Donnerstag, 2. Dezember 2010

Call me, Baby

Es war heut wieder ein ganz besonderes Vergnügen für mich in die 9A zu gehen, denn ich mag sie. Eine ganz eigenwillig liebenswerte Truppe: 15 Jungs und 4 Mädchen. Hier kocht sozusagen das pubertäre Testosteron. Und das kann man wörtlich nehmen.
Heut in der ersten Stunde begrüßte mich Karl direkt mit leuchtenden Augen: "Ach Frau Dingens, ich hab mich schon auf Sie gefreut. Sie sehen heut wieder echt scharf aus." Und das war nicht das erste Mal. Schon mehrfach musste ich solch billige Anmachen einiger Schüler abwehren. Da war auch Karl schon immer ganz vorn dabei, vor allem sein legendäres Angebot führte im Kollegium zu lautstarkem Gelächter und wird gern wieder aufgegriffen, um sich nach dem aktuellen Stand der Dinge zu erkundigen.
In der zweiten Stunde gab es doch tatsächlich auch mal eine fachliche Frage von Tony, die dann aber von Dennis jäh unterbrochen wurde, indem er Tony zurief: "Vergiss es, du bekommst ihre Handynummer nicht!" Worauf Tony mich fragte, ob ich denn seine Nummer haben möchte. Ich zuckte nur die Schultern und antwortet, er solle sich keinen Zwang antun. Noch ehe ich diesen Satz beendet hatte und auch nicht mal im entferntesten daran dachte, welche Konsequenzen das haben könnte, hatte ich einen Zettel mit einer Handynummer in der Hand. Tony grinste von einem Ohr zum anderen und erklärte mir dann, dass er sich auf meinen Anruf freuen würde. Wenn ich geahnt hätte, was jetzt kommt, hätte ich - ja hätte ich anders reagiert? Nein, ich glaube nicht, denn ich fand es lustig, wie dann plötzlich weitere Jungs begannen Zettelchen zu schreiben und mir dann zuriefen: "Frau Dingens, wollen Sie auch meine Nummer? Ich bin Single! Keine Angst, ich tu ihnen auch nichts!" Ich lachte herzlich. Dann ging ich durch die Reihen und sammelte mir die Handy-Nummern von drei weiteren Schülern ein.

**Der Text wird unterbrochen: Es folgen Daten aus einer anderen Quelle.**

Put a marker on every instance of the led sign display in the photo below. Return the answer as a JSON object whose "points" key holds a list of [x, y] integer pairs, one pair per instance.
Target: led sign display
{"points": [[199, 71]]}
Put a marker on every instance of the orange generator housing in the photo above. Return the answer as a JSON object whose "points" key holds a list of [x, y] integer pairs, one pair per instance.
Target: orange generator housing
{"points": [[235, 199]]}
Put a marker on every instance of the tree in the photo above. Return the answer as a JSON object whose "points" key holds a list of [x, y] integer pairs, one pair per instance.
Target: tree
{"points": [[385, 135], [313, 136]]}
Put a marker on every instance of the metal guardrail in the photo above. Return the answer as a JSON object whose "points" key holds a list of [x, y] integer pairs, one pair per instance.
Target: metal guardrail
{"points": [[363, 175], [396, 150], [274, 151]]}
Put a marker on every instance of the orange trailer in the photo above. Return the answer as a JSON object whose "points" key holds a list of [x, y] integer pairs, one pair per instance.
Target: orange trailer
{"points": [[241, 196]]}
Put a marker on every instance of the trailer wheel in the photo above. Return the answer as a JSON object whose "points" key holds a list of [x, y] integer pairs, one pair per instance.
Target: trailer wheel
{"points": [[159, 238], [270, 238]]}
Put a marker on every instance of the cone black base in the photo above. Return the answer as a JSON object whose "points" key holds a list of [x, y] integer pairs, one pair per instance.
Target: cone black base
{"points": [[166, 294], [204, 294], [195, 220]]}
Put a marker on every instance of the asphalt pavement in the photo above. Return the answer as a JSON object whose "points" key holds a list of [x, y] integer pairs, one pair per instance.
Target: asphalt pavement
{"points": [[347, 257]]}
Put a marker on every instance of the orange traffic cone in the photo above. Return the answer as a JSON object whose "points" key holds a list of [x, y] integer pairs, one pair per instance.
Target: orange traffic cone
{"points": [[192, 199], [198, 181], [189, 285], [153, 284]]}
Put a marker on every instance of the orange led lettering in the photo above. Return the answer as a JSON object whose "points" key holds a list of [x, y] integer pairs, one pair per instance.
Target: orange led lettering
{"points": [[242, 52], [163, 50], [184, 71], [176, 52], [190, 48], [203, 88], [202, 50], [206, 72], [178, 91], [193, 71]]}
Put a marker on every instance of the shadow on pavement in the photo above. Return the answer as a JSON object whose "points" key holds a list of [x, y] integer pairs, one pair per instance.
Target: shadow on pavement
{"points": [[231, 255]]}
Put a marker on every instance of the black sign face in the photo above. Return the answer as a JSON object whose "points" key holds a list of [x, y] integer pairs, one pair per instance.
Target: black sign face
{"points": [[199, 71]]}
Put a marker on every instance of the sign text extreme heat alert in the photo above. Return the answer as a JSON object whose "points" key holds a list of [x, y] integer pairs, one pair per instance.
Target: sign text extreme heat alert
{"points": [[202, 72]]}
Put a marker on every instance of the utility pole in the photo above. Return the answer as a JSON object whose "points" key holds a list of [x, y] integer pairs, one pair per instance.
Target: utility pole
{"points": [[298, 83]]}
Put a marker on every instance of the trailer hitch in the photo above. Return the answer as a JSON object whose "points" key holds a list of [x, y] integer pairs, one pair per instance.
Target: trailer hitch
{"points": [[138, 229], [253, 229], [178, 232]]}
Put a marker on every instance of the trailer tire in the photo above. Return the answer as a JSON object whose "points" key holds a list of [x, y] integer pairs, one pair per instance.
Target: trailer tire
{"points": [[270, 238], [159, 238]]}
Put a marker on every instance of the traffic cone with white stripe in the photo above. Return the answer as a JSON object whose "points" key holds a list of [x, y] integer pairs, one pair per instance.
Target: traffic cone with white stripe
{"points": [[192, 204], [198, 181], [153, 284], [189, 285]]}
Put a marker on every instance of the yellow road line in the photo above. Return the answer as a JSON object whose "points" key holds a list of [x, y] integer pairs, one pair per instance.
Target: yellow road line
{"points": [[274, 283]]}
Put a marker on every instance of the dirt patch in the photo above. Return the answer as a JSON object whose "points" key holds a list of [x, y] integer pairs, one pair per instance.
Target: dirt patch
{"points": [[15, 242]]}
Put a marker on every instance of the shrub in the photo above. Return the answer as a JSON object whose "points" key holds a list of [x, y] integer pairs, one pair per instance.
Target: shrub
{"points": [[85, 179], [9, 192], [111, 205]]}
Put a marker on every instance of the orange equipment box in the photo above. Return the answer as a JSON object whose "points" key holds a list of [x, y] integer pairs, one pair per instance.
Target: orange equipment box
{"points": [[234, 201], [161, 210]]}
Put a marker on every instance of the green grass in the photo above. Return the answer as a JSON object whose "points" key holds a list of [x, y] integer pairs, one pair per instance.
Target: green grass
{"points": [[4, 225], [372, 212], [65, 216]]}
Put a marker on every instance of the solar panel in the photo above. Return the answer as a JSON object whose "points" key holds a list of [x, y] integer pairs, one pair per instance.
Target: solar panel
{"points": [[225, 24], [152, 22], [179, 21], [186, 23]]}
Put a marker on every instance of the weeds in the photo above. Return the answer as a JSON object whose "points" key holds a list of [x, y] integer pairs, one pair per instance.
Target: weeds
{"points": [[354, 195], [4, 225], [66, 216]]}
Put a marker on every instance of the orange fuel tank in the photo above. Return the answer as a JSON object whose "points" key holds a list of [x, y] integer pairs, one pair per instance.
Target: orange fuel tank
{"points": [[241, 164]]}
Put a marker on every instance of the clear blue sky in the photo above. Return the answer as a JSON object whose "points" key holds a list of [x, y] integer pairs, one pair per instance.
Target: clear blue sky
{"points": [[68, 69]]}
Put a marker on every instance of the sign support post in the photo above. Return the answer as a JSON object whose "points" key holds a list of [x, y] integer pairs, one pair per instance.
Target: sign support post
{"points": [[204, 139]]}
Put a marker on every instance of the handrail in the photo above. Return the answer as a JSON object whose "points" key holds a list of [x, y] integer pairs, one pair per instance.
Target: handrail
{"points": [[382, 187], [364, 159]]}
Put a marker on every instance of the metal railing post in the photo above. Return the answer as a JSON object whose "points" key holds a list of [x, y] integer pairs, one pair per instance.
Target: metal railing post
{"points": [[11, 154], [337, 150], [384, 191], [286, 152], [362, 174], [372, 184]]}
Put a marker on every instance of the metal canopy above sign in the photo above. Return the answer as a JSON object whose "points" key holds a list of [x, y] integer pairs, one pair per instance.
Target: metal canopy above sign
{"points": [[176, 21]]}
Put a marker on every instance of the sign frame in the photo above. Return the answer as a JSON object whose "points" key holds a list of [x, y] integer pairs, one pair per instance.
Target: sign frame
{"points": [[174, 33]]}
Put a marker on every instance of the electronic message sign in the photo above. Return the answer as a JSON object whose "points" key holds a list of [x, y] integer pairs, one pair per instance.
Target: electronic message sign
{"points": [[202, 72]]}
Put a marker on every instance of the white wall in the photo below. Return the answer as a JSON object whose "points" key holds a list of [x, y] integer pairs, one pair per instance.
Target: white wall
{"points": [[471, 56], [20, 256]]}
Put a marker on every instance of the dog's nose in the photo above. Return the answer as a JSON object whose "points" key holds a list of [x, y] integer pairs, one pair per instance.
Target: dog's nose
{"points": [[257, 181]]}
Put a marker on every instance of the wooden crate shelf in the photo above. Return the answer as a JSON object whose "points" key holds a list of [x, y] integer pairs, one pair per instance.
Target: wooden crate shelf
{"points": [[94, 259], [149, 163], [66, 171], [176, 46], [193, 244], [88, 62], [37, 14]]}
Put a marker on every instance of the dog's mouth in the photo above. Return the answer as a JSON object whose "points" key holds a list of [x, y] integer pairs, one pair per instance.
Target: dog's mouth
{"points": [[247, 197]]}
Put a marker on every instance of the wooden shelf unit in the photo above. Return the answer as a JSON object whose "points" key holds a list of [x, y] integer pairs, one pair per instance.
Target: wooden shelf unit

Handynummern meiner Schüler, natürlich unkenntlich gemacht - versteht sich

Doch dann musste ich meinen Jungs mal was klar machen: Ich werde nie mit ihnen ausgehen oder mit ihnen einen trinken gehen, solange sie meine Schüler sind. Wenn ich privat bin, möchte ich keine Schüler um mich haben - ausgeschlossen. Außerdem frage ich mich, wie diese pubertierenden Neuntklässler auf die absolut weltfremde Idee kommen, dass eine - ausgesprochen gutaussehende, junge, charmante, witzige - Lehrerin sich privat mit ihnen treffen möchte. Wie bekloppt!